Our JUF dollars help Jewish elderly live in dignity in Bayiti Old Age Home, help fund Gan Katan (basic Judaism study for youth) as well as Hebrew/Torah study for adults to supplement their Jewish-Indian traditions. With our assistance, JDC is molding young adult leaders for their community through the Jewish Youth Pioneers.
Selected youth gain skills and knowledge-and learn important Jewish values-as part of their formal and informal Jewish study programs then enhance those skills by going into the community through JDC partner programs like The Gabriel Project Mumbai, Sundara, and the Naya Initiative. These young adults learn important Jewish values-Jewish study, helping others, helping your own community but also helping the wider community around you, no matter the religion.

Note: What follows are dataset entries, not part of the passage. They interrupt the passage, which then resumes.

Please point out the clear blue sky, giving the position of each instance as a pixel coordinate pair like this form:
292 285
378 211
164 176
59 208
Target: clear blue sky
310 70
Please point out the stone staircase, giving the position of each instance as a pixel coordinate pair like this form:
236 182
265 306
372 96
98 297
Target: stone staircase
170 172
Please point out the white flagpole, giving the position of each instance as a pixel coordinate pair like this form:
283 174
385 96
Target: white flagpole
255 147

It's certainly something we work to teach here at home.
We also had time to see some amazing sites across India, the colorful faces of India, and to experience the kindness of so many people. There is no history of anti-Semitism because the majority population is polytheistic and has no problem with Jewish belief. They value kindness and compassion, for anything else would burden them is this life and in their future lives.
I decided Indians must have supernatural serenity to survive typical, everyday city commuting. Their traffic jams make rush hour on the Dan Ryan look like warp speed. And for them, red lights and crosswalks are, at most, advisory.
Our NYLC Study Mission India experience showed us a story of perseverance, a story of living Jewish values. Maintaining their Judaism for 2,000 years as a tiny minority took strong commitment and deep belief. Now, the JDC, through the Jewish Youth Pioneers, is helping women and children of the slums, supporting programs to teach health, education, and the skills to make a living. We were so inspired by their work that together, NYLC members are raising funds for two of these programs: Gabriel Project Mumbai and JDC's Youth Pioneers Program. To date we've raised over $37,000.
As members of NYLC, we learn from our peers, strengthen our own Jewish communities, and see firsthand the impact of our gifts through partners like JDC. Experiences like this trip to India make me confident of our Jewish future. We are a people who persevere. Just ask India's Bene Israel.
Jen Leemis, a Chicago resident, is a JUF board member, chair of the Marketing & Communications Committee, and a past president of YLD. She joined JFNA's National Young Leadership Cabinet -- the premier leadership philanthropic program for Jewish men and women ages 30-45 across the U.S. and Canada -- in 2013.